Hola, ¿Puedes pastear aquí tu /etc/fstab ?

Saludos.

----------

## Eleazar Anzola

Me sucedió algo similar y resulto ser que en el nuevo kernel de 2.6.29 y el 3.0 eliminaron los hdx y ahora todo pasa a ser sdx tanto en el grub como en el fstab, prueba y veremos si eso funciona para ti.

----------

## pcmaster

Pasar de usar hdx a usar sdx en un equipo sobremesa es relativamente fácil, pero en un servidorcito sin tarjeta gráfica, teclado, ratón ni monitor, al que accedes por telnet/ssh es un dolor.

No puedes simplemente compilar el nuevo kernel con soporte sdx, cambiar los archivos de configuración e iniciar, porque  al reinstalar el grub te dice que no puede instalarlo en el dispositivo, dado que éste no existe (está funcionando todavía en un kernel que toma el dispositivo del disco como hdx). Toca reiniciar iniciando desde USB/CD/DVD para poder hacerlo, mediante un chroot.

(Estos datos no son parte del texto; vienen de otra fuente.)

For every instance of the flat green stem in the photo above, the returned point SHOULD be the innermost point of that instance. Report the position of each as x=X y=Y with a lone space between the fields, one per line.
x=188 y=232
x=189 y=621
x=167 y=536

Por eso, en el servidorcito (como el que yo uso, Pentium 120 Mhz), has de desmontarlo e instalar una gráfica y un lector de CD.

Y claro, luego resulta que como la BIOS no ve más de 32 Gb de disco, cosa que con el driver IDE podías solucionar pasando al kernel el parámetro "hda=stroke" en el inicio, pero que cuando has cambiado al driver sdx no funciona.

Así que vuelta a cambiar al driver hdx

Nota: cuando hago cambios en el archivo /boot/grub/grub.conf siempre lo reinstalo con grub-install --no-floppy /dev/sda(o hda), si se puede actualizar de otra forma soy todo oídos.

----------